When a cell is selected I query Core Data for the actual object based on
the object id from _idArray
using the following predicate:
[NSPredicate predicateWithFormat:@"identifier = %@", [_idArray objectAtIndex:indexPath.row]];
The result is a tableView
with search option that responsively
displays full-text search results in order of their relevance.
Performance
There are some performance issues in the implementation described above. This becomes apparent when the query is fired with only a single character. All documents may contain the character `e'. Calculating the ranks of the resultset from this query can take up to 1.5 seconds on older devices. A solution would be to not rank the results of single character queries, or only to fire the query after the second character was given.
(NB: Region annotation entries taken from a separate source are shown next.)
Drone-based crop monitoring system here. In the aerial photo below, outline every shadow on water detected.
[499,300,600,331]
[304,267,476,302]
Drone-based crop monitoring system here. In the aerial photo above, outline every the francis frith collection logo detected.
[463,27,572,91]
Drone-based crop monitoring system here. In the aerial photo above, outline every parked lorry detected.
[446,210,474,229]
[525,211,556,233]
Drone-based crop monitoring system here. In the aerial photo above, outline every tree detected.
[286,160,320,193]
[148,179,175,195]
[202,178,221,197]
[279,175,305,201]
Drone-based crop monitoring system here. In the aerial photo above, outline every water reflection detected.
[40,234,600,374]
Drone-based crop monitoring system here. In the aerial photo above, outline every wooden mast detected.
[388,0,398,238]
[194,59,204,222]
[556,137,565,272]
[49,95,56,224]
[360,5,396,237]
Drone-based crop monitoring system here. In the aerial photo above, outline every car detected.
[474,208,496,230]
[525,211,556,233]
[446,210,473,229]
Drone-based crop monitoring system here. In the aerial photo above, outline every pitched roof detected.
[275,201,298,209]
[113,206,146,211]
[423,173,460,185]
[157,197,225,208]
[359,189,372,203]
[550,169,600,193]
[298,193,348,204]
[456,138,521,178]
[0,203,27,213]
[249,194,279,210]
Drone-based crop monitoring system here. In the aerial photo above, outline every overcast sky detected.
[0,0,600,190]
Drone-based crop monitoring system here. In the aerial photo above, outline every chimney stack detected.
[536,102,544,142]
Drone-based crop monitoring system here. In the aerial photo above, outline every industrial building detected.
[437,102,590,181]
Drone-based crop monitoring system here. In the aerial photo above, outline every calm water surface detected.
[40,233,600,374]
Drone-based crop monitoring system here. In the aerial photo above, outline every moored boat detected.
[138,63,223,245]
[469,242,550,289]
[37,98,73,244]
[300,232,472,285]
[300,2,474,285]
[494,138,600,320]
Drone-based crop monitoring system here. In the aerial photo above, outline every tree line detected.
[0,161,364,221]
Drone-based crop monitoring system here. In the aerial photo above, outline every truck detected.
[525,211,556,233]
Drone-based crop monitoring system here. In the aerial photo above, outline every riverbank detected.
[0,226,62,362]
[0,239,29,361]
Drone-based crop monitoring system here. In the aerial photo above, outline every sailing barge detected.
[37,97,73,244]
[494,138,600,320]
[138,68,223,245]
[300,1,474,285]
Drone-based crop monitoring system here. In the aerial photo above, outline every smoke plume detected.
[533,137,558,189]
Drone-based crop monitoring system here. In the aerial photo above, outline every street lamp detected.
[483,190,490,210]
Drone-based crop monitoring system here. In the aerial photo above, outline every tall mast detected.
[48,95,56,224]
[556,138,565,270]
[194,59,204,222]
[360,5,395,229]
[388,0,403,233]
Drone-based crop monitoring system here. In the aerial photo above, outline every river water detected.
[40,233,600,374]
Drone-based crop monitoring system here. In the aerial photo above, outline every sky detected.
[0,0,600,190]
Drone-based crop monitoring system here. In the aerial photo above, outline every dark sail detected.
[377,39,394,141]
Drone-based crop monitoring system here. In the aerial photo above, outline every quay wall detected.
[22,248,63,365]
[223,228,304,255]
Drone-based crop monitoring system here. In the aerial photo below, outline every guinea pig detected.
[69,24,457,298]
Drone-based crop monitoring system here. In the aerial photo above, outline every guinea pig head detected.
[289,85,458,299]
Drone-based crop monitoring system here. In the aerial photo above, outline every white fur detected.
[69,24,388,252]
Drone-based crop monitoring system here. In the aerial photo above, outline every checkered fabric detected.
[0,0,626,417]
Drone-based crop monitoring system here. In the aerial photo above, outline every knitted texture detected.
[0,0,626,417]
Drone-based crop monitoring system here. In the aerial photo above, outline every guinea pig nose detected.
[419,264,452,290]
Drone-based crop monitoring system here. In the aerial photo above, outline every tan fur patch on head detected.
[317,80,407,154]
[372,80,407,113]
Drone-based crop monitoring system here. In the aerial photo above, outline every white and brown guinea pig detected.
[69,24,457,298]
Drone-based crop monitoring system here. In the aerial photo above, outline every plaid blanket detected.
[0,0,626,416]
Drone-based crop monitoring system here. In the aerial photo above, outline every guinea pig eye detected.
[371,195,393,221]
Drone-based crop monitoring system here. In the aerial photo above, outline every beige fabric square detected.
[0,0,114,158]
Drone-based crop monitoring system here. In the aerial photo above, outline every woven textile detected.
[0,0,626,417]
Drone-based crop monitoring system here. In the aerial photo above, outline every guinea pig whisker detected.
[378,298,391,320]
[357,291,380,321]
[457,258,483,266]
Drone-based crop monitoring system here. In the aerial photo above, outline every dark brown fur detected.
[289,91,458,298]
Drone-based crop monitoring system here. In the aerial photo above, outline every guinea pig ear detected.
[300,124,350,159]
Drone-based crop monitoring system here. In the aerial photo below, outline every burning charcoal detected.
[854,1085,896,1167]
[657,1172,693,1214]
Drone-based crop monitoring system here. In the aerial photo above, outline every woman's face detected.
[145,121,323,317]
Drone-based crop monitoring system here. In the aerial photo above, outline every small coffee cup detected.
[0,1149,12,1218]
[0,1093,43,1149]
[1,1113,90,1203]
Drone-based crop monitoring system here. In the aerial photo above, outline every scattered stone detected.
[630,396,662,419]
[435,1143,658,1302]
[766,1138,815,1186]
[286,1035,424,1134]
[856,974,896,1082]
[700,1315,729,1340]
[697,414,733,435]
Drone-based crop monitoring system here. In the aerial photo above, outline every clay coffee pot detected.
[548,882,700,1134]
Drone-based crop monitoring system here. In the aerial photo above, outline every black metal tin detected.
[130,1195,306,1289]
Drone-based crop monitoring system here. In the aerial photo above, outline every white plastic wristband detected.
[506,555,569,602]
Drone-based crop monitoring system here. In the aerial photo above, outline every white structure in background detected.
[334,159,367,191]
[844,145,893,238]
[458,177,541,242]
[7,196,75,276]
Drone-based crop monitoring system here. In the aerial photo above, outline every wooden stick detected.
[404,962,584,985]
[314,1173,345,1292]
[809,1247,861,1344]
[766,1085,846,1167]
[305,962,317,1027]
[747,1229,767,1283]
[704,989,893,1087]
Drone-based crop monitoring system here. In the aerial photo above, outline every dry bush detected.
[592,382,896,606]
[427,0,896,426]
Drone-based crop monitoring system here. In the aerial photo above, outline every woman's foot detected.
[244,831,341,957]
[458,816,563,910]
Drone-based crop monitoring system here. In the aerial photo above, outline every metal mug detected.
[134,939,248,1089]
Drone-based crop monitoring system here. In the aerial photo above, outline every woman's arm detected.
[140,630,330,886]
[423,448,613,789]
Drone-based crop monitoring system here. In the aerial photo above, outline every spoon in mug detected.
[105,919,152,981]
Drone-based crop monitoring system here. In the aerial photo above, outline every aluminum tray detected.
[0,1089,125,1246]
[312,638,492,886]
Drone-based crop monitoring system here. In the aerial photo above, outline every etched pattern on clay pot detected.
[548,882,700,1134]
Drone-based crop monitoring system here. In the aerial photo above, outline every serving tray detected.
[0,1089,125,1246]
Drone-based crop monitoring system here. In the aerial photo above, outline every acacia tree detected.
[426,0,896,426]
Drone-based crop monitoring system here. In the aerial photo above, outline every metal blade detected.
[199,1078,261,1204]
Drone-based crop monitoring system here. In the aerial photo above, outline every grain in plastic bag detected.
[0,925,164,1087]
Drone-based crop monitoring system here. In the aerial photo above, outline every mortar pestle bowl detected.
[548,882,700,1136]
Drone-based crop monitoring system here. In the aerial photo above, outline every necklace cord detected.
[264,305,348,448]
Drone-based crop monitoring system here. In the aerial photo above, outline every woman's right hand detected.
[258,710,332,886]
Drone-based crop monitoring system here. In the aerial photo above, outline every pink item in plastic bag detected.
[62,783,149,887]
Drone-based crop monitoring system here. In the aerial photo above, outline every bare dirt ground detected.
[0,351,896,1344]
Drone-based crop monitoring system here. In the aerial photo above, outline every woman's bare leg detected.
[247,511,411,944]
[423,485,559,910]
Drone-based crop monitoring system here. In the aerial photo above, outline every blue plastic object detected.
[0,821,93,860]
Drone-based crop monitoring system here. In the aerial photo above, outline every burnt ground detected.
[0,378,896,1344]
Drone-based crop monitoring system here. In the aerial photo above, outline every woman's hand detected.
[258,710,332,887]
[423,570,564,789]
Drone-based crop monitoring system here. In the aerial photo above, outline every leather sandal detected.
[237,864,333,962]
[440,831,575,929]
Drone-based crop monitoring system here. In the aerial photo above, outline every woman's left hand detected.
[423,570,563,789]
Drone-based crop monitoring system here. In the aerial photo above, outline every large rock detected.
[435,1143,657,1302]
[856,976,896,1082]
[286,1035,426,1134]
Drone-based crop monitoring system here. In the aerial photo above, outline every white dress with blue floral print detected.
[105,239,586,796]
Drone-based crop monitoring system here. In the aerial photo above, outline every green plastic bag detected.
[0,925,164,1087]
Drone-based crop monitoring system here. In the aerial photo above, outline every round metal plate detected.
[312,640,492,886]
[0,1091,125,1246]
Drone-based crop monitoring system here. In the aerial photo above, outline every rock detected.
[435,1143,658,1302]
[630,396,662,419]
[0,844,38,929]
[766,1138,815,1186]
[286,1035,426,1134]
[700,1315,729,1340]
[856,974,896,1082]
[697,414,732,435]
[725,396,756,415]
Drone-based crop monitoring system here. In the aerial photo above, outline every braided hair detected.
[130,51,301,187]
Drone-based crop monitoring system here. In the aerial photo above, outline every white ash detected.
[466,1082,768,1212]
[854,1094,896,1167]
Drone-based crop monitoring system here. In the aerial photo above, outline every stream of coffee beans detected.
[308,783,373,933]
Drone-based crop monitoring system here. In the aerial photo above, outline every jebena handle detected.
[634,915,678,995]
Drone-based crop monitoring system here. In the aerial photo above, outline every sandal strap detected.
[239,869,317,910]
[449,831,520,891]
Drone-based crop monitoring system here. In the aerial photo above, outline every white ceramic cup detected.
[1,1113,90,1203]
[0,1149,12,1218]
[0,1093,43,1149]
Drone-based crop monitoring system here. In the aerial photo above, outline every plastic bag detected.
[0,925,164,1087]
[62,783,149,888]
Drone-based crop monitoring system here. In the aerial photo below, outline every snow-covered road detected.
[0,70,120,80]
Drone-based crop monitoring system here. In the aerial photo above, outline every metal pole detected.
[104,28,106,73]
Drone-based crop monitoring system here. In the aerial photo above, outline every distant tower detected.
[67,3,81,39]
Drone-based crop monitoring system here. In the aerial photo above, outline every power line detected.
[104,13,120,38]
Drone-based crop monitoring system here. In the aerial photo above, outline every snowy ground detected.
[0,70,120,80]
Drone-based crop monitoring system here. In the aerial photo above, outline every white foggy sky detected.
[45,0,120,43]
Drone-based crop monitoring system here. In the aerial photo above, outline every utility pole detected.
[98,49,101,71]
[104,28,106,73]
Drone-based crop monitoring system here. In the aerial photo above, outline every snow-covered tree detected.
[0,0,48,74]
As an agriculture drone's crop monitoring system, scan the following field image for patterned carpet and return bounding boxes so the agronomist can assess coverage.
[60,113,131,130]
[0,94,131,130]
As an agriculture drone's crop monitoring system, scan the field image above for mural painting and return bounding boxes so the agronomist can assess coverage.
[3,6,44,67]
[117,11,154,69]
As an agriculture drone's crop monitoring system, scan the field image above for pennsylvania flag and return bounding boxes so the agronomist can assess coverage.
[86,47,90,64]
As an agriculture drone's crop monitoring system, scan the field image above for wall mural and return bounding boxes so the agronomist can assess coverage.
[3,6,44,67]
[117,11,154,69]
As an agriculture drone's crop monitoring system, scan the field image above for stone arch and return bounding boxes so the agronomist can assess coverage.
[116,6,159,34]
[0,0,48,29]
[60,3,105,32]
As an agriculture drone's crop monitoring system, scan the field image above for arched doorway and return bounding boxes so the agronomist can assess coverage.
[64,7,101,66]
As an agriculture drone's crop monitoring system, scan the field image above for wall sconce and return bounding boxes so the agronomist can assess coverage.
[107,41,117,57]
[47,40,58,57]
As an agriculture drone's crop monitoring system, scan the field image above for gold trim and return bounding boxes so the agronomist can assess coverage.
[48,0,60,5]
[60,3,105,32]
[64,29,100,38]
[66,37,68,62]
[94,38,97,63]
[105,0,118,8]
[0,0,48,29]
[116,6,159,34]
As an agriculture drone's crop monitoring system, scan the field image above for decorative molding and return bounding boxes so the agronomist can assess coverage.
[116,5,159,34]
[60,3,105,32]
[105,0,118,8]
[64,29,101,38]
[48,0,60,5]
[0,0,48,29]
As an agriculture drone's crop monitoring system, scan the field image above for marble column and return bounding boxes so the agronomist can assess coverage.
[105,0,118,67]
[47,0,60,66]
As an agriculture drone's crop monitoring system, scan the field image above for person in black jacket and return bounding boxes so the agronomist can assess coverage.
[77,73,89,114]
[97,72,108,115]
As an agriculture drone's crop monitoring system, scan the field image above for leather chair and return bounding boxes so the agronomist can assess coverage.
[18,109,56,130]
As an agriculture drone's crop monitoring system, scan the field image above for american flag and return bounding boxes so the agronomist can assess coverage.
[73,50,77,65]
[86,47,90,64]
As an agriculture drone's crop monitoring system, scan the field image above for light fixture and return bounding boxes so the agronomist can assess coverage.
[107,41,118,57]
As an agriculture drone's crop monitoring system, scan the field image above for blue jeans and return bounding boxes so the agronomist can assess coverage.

The screenshots below show the perfomance gain over the Core Data queries:
SQLites Full-text search.
performance]
Core Data with contains[cd]
predicate.
97.8% CPU usage vs 87.9% CPU usage, an almost 10% decrease. Profiler results of memory usage see an allocation decrease from 131.56 to 19.85 MB, at least a 660% decrease. In practise this means that the app will remain responsive while searching.
Conclusion
Although this implementation may not be as elegant when compared to Core Data-based search implementions, this SQLite implementation offers something Core Data does not: full-text search. Next to that, it performs almost 10% faster and at least 660% more (memory) efficiently than a comparable Core Data query.
Further thoughts
Core Data could be left out of this implementation, SQLite offers
comparable functionality, improved performance and FTS. This would mean
that the tableViewDatasource
would have to be adjusted to map the FMDB
resultset rather than the CoreData fetchRequest
resultset.